Monetary policy expert discounts talk of dong depreciation
In the context of a growing trade deficit, Associate Professor Dr. Tran Hoang Ngan, a member of the National Advisory Committee for Monetary Policy, talked with Tuoi Tre newspaper about the outlook for the value of Vietnam’s currency, the dong, against foreign currencies.
Ngan said recent data showing an increasing trade deficit has raised expectations that the dong will lose value against foreign currencies. However, he explained, “it is necessary to see the overall context of our trade deficit.
In the first six months of 2009, Vietnam’s exports were valued at $27 billion, while imports were over $29 billion, in other words, the trade deficit was $2.1 billion. That figure is not worrying. Our export turnover was 10 percent below the same period of 2008, while the import turnover decreased more sharply -- 34 percent, so the first half 2009 trade deficit was in fact smaller than in the past.
“Remember, we anticipated that our full year 2009 trade deficit will reach $8-10 billion. So, considering that it was only $2 billion in the first six months, even if it rises in the second half of 2009 we will hold the deficit below the target, and the deficit will not cause worries like in 2008.
“A trade deficit is a situation where the amount of foreign currencies we spend to import commodities is bigger than the amount we get from exporting commodities. However, we can make up the deficit with other sources of foreign currencies, including remittances, that is, money sent to Vietnam by overseas Vietnamese, foreign direct investment and official development assistance. Remittances alone are expected to reach $6 billion in 2009.”
Tuoi Tre: A lot of businesses are finding it difficult to acquire foreign exchange. Is that the result of the effort to control trade deficit or of a foreign currency shortage?
Professor Ngan: Importers of essential goods still have enough foreign currency to import products. It is true that some businesses here and there are short of foreign currencies.
It is because businesses try to hoard foreign currencies, not converting them into dong, because they expect the dong to lose value against those foreign currencies.
The exchange rate performance in the first half of the year
As the result, commercial banks are short of dollars, pounds, yen, marks and so forth to sell to other businesses. Meanwhile, they have plenty of foreign currency to loan to businesses, but no one wants to borrow in foreign currencies at this moment.
This situation is also in part a result of Government efforts to control the trade deficit and encourage people to use domestically made products. It is understandable if the enterprises which import luxury products arrange to buy dollars on the free market . This has pushed up the free market price of dollars and caused people to expect that the exchange rate will increase further.

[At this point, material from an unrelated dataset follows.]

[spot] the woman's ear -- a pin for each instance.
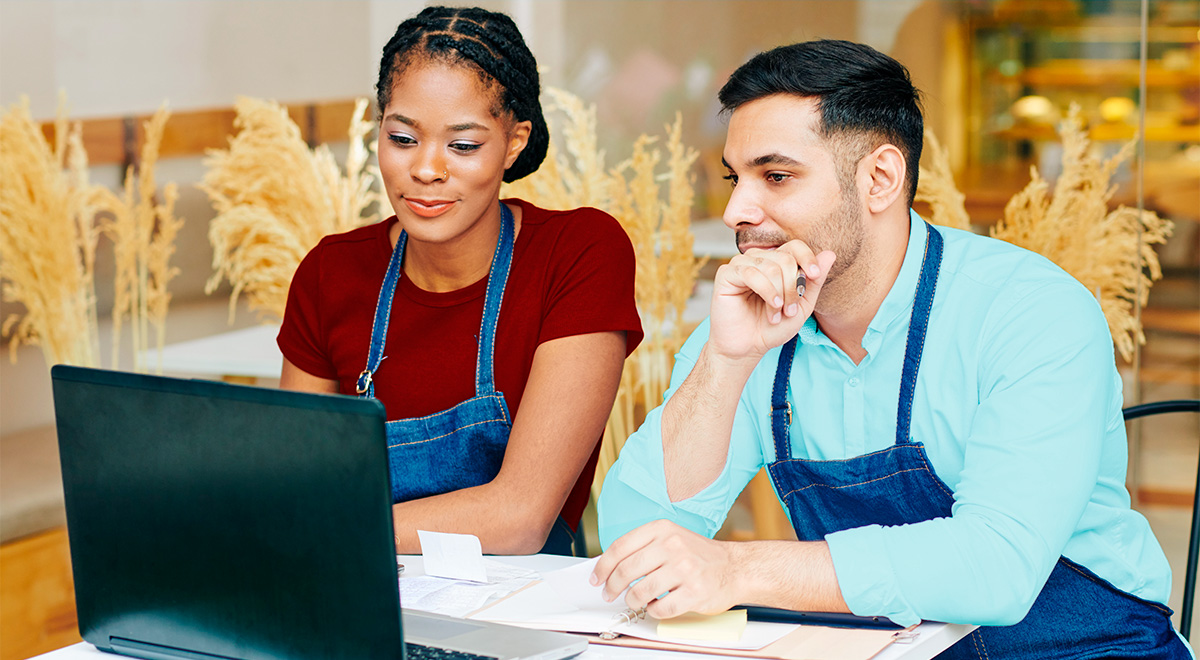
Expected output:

I think that the enterprises, instead of breaking the law by purchasing foreign currencies on the free market or purchasing foreign currencies at the prices higher than the official ceiling, should think of borrowing dollars from banks. The lending interest rate on dollars has decreased to 3 percent per annum, a relatively low level.
TT: Why have foreign currencies been selling for higher than the official ceiling, while the exchange rate is still being controlled by the State Bank of Vietnam?

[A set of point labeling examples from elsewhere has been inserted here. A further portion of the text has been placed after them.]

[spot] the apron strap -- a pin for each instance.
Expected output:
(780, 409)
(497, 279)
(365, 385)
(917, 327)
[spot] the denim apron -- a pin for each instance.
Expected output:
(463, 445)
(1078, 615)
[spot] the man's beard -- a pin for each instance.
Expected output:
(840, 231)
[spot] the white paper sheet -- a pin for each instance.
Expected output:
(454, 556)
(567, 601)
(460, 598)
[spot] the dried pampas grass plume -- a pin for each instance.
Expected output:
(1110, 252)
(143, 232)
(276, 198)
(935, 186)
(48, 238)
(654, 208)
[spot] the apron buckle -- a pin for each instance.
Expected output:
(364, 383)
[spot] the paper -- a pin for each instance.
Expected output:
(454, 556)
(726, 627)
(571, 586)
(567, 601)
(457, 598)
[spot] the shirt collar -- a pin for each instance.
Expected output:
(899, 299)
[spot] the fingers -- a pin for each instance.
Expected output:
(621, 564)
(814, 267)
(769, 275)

Professor Ngan: Beginning July 1, the State Bank will conduct inspections to ensure that all businesses and individuals obey the laws on foreign currency management. As far as I know, some bank directors were dismissed recently, after the State Bank audited their implementation of the regulation on ceiling lending interest rate. I think that first of all, we need to be sure that all members of society obey the current laws, and then we can think of intervening to stabilize the market .
TT: Many businesses believe that the dollar will appreciate, because they think the State will follow a policy of devaluing the dong to encourage exports. What do you think about this?
Professor Ngan: Exports have been decreasing because of the lower demand in the world, not because of our monetary policy. Therefore, we should not think of encouraging exports by devaluing our currency, but with trade promotion and other measures.
I don’t think inflation is a problem in 2009. The increase in goods prices was only 2.68 percent in the first half of 2009. The government target is to keep inflation below 10 percent this year, so it’s not likely to influence the exchange rate.